Filter input files used for MapReduce

How to filter out the input files to process with MapReduce, and how to get a code versatile enough so that end user can easily select files based on a common pattern ?
Assuming your files stored on HDFS contain a date-time pattern, what if you could execute your code on “2013-07-XX” files only ? I am sure there are many ways to do so, but because of my Regexp addiction (thanks to my Perl legacy), I have created a MapReduce code that can take as an argument a regular expression in order to filter out any of the input files included in your data set.

how-we-filter

Filtering on file name

Command line interface

As reported in previous article, when implementing the Tool Interface, you can provide Hadoop with some configuration parameters directly from the command line interface (prefixed by -D option). By doing so, no need to deal with all these properties from static main(String[] args) method in your driver code anymore since all of them will be accessible system-wide through Hadoop configuration.

hadoop jar com.wordpress.hadoopi.Filter -D file.pattern=.*regex.*

Implementing PathFilter interface

PathFilter allows you to accept or reject any of the files included your input path, based on some custom restrictions (in our case a regular expression). This will be achieved by implementing the accept() method. Note that you’ll need to extends Configured class if you want to access “file.pattern” property supplied in CLI.

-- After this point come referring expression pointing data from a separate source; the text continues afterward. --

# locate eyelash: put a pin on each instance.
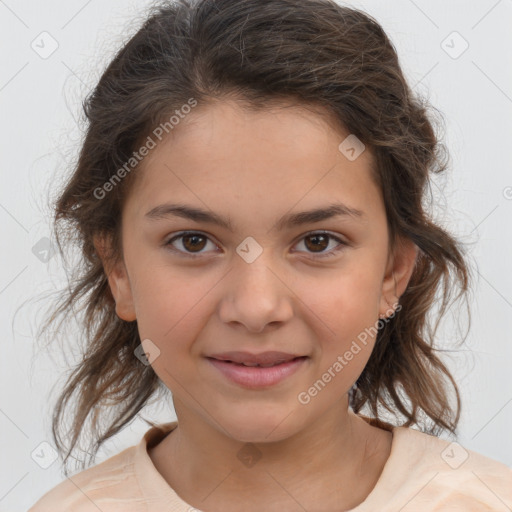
(328, 254)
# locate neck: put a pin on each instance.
(340, 456)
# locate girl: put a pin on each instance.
(249, 201)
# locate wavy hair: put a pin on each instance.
(315, 53)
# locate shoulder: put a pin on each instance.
(448, 476)
(109, 486)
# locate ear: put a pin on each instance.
(117, 279)
(400, 266)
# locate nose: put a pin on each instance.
(255, 295)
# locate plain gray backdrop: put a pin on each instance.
(455, 52)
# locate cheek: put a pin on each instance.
(170, 307)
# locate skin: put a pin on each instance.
(254, 167)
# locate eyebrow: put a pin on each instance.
(289, 220)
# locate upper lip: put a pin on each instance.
(269, 357)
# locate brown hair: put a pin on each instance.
(315, 53)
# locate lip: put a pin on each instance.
(254, 377)
(269, 357)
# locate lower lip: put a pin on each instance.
(255, 377)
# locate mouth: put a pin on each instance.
(259, 365)
(253, 376)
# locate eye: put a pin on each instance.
(193, 242)
(318, 241)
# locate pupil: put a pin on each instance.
(316, 245)
(194, 244)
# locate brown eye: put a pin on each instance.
(318, 242)
(189, 243)
(194, 242)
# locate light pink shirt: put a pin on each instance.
(423, 473)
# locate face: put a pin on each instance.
(259, 283)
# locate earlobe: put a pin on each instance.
(118, 281)
(398, 273)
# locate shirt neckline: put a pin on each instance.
(158, 492)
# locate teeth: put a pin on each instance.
(262, 365)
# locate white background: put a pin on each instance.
(40, 100)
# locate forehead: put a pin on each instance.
(223, 154)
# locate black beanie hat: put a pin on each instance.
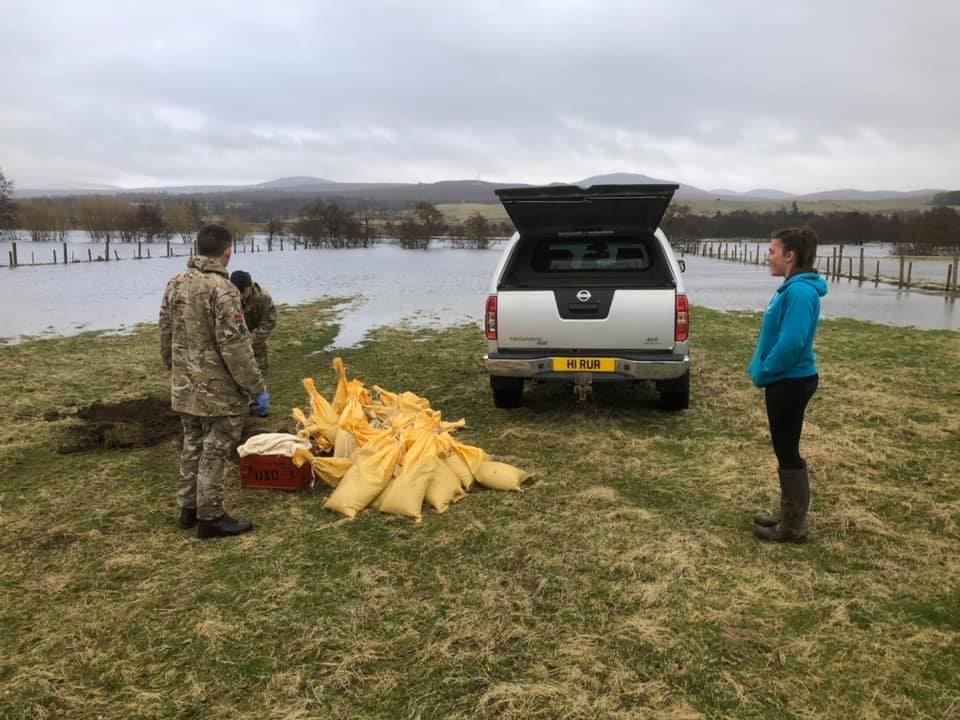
(241, 279)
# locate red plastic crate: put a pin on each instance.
(274, 472)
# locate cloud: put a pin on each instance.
(738, 94)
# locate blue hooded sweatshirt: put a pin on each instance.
(785, 346)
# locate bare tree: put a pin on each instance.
(45, 220)
(477, 229)
(8, 209)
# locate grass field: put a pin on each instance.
(458, 212)
(623, 583)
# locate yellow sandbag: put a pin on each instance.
(352, 412)
(301, 456)
(357, 391)
(331, 470)
(404, 495)
(453, 460)
(387, 398)
(321, 412)
(444, 488)
(500, 476)
(460, 469)
(365, 480)
(448, 426)
(340, 395)
(471, 455)
(362, 431)
(345, 444)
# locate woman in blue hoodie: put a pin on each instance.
(784, 365)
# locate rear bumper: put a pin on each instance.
(660, 367)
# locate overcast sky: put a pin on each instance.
(737, 94)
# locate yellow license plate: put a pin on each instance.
(584, 365)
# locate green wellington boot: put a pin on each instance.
(791, 526)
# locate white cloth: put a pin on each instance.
(273, 444)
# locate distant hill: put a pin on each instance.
(453, 191)
(293, 182)
(853, 194)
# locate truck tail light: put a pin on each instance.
(490, 318)
(682, 319)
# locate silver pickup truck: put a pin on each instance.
(588, 290)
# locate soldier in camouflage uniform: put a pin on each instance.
(206, 346)
(258, 312)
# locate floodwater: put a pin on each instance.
(440, 286)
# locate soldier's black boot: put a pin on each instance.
(188, 518)
(223, 526)
(792, 526)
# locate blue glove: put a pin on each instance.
(262, 406)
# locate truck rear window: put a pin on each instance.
(562, 255)
(634, 260)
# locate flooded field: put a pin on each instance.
(437, 286)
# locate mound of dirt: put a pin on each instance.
(143, 422)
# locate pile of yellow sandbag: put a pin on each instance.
(391, 451)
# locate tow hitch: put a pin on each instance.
(583, 386)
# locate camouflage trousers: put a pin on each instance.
(260, 355)
(208, 444)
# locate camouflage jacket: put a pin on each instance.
(260, 315)
(205, 343)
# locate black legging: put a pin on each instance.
(786, 402)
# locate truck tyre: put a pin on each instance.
(675, 394)
(507, 392)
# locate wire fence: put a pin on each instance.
(935, 273)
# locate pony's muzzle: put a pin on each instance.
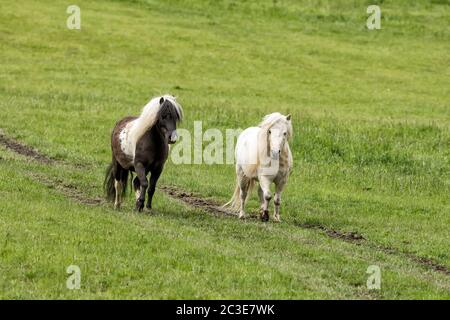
(173, 137)
(275, 154)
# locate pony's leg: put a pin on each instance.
(279, 186)
(137, 187)
(151, 190)
(244, 184)
(118, 185)
(140, 172)
(119, 188)
(265, 186)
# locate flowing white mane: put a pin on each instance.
(149, 116)
(271, 119)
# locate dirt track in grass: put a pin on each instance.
(74, 192)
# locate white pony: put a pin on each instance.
(263, 154)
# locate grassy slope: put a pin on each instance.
(371, 113)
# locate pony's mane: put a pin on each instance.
(149, 116)
(271, 119)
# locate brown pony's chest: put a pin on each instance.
(118, 140)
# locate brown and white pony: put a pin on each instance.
(141, 145)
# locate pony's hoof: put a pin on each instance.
(139, 205)
(148, 209)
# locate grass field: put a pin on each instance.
(371, 115)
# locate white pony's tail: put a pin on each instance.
(235, 201)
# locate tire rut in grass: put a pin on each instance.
(24, 150)
(350, 236)
(195, 201)
(358, 239)
(74, 193)
(68, 190)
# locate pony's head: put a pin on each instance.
(278, 129)
(169, 115)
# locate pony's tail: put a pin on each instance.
(235, 201)
(108, 184)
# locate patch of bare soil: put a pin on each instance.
(196, 201)
(358, 239)
(73, 192)
(24, 150)
(69, 190)
(349, 236)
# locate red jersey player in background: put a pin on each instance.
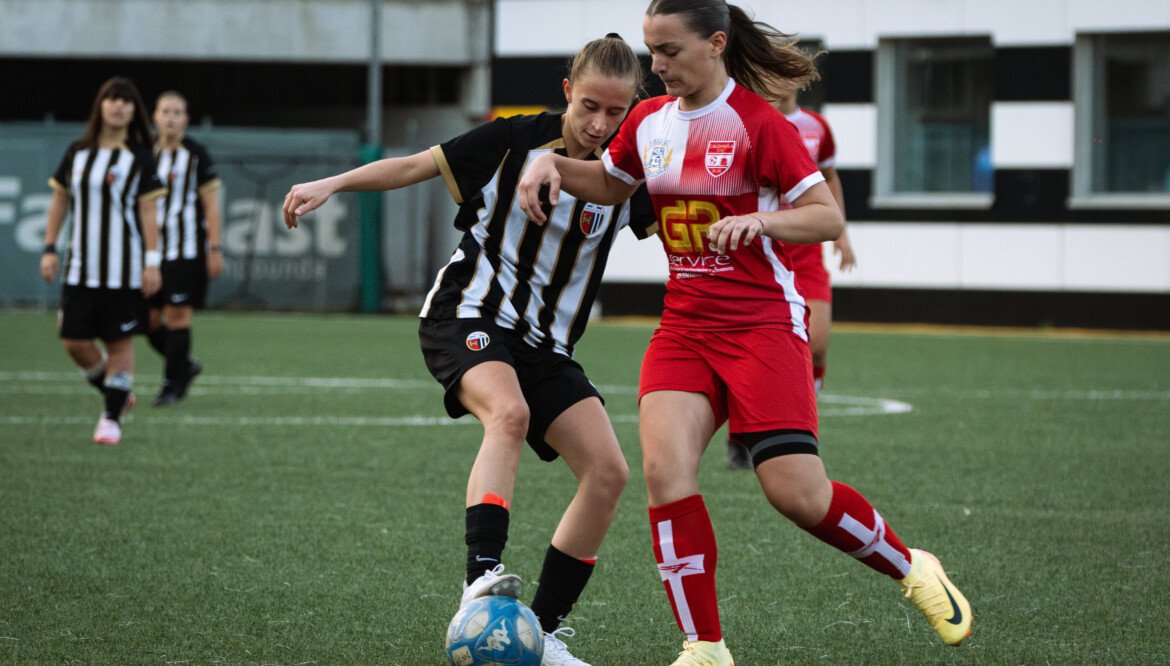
(731, 345)
(809, 260)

public class RegexFilter extends Configured implements PathFilter {

	Pattern pattern;
	Configuration conf;

	@Override
	public boolean accept(Path path) {
		Matcher m = pattern.matcher(path.toString());
		System.out.println("Is path : " + path.toString() + " matching "
			+ conf.get("file.pattern") + " ? , " + m.matches());
		return m.matches();
	}

	@Override
	public void setConf(Configuration conf) {
		this.conf = conf;
		pattern = Pattern.compile(conf.get("file.pattern"));
	}
}

In setConf() method, we retrieve the hadoop configuration and compile our regular expression. In accept() method, we return true if file matches our pattern, false otherwise. Pretty obvious, isn’t it ?

Driver code

Using your RegexFilter in MapReduce driver code is pretty straightforward. You need to call setInputPathFilter static method and add your custom PathFilter implementation. Your filter will be applied on each file included in inputPath directory (supplied in addInputPath method).

	// Input
	FileInputFormat.setInputPathFilter(myJob, RegexFilter.class);
	FileInputFormat.addInputPath(myJob, inputPath);
	myJob.setInputFormatClass(TextInputFormat.class);

	// Output
	FileOutputFormat.setOutputPath(myJob, outputPath);
	myJob.setOutputFormatClass(TextOutputFormat.class);

Testing

First test done with a “.*” regular expression (i.e. all files)
Our implementation works

Is path : hdfs://hadub1:8020/user/hadoopi/data matching .* ? , true
Is path : hdfs://hadub1:8020/user/hadoopi/data/hadoopi_part-r-00000 matches .* ? , true
Is path : hdfs://hadub1:8020/user/hadoopi/data/hadoopi_part-r-00001 matches .* ? , true
13/07/29 10:52:30 INFO input.FileInputFormat: Total input paths to process : 2
13/07/29 10:52:35 INFO mapred.JobClient: Running job: job_201307291018_0008

Second test done with a more restrictive pattern (“.*part.*”)
Our implementation does not work here !

Is path : hdfs://hadub1:8020/user/hadoopi/data matches .*part.* ? , false
13/07/29 10:45:09 INFO mapred.JobClient: Cleaning up the staging area hdfs://hadub1:8020/user/hadoopi/.staging/job_201307291018_0006
13/07/29 10:45:09 ERROR security.UserGroupInformation: PriviledgedActionException as:hadoopi (auth:SIMPLE) cause:org.apache.hadoop.mapreduce.lib.input.InvalidInputException: Input path does not exist: hdfs://hadub1:8020/user/hadoopi/data
Exception in thread "main" org.apache.hadoop.mapreduce.lib.input.InvalidInputException: Input path does not exist: hdfs://hadub1:8020/user/hadoopi/data
        at org.apache.hadoop.mapreduce.lib.input.FileInputFormat.listStatus(FileInputFormat.java:231)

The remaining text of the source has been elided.